We were all three laughing over that. Then I said, "Well what's it all got to do with the outhouse?"
Darryl said, "I knew they only wanted the land to keep the trees up, so they'd not have to see the road and they could pretend they were in the deep woods. Every few days then, I've been going out there with my chainsaw and cutting down all the trees and having a guy I know cart them off!"
Laughing still, Hugh asked, "Not for free?"
"Course not!", Darryl said, "But I sell them for a fair enough price. It's took me a few weeks, but I've got the whole place cleared now, well, 'cept for the stumps. It's all kind of ugly looking now!"
Hugh and I, sleep deprived, tipsy for going on three days, were still laughing over all this, and with each new bit of information, laughing the harder!
We got there about then, and sure enough there was a beautiful house set way back, and the ugliest bare field of two hundred or so stumps you ever saw! Except for a patch in the middle of the land that had been cleared of the stumps, too. There sat an old and ugly recliner!
Darryl saw us looking, and slung his rifle over his shoulder. "I had to have a place to sit and rest, didn't I? We can move it, and put the outhouse there!" We didn't ask what the rifle was for, it was Alaska, and he always carried one. And Hugh and I were open carrying our handguns, we being part time bank guards.
That last piece of data had us laughing even harder, though I'd not have thought it possible. This couple from the lower 48, had invested nearly half a million for their beautiful getaway, and now it was all ruined, and all for speaking rudely to the wrong man!
"What'd he do when you started clear cutting?", I asked. "He came out, threatened a lawsuit. I pointed my rifle at him and told him to get off my land. He did, but he came back with a policeman. I said hi to him, I knew him and his dad, and told him to have the guy stop bothering me. He told the guy to stop bothering me, and that's the last I heard of it!"

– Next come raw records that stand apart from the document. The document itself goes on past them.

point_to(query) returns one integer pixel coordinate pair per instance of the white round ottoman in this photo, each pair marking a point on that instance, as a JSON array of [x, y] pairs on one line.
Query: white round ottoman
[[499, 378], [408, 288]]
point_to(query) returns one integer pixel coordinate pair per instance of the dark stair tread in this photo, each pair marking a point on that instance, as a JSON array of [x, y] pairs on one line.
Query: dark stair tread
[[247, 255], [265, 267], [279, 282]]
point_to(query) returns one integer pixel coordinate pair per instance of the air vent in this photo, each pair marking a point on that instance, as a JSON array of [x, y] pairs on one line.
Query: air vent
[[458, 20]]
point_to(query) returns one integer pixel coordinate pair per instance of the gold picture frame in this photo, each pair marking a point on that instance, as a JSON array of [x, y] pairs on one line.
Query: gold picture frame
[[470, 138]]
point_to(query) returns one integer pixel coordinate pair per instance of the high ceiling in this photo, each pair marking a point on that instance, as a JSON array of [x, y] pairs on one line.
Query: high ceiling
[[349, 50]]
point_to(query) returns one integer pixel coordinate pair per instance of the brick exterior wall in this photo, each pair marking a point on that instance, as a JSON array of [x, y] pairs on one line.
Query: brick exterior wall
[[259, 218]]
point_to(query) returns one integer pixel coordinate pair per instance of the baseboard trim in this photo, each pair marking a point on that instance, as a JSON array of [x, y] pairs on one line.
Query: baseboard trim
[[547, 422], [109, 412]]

With the outhouse placed - which we did only after relating the story to the rest and enjoying laughing the more with them - the house was now utterly ruined, as they could now never invite any of their rich friends up, because instead of it being a symbol of their wealth, it would forever be a symbol of how foolish they'd been and what a poor investment they'd made!

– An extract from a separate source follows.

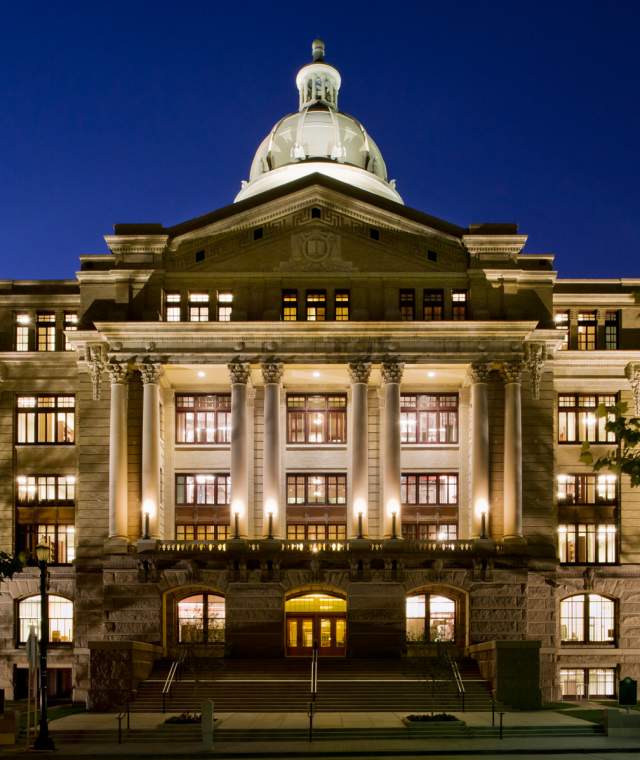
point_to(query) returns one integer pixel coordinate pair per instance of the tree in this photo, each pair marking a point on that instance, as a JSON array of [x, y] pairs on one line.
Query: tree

"I notice there's no hole.", I managed to say, between drinking and laughing with the rest. "Don't need none", Darryl replied. "I don't plan to be out here much, it's just ain't very pretty in these parts!" Which set us off laughing the more!

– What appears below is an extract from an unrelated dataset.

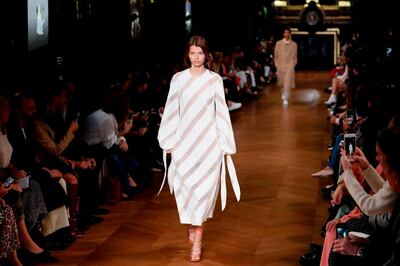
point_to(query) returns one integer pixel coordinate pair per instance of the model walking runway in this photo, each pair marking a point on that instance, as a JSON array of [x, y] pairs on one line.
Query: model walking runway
[[277, 149]]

"But", Hugh said, "We shouldn't just leave it standing there unused!"
And that's how three cute college girls, four young guys from the lower 48, and one old man who'd lived through the oil boom were all in the middle of nowhere doubled over, falling down and hysterically laughing at this insanely over the top prank!
The girls declined, but all of us guys made sure and "baptize" that brand new outhouse, and there we left it to go back to the cabin and have more drinking, more philosophizing, more midnight canoe trips, more aurora borealis watching and more of the usual fun that young folks have.
And more laughter! At 49, and not drunk, and not sleep deprived, I write this, and while I smile, I don't laugh out loud. But probably for laughing out loud over that for some years, as we repeated that tale to fellow students, family and friends.
It seemed to capture a lot of the craziness and camaraderie of life in Alaska!
Moral of the story: Don't tell a man what he can and cannot do with this land!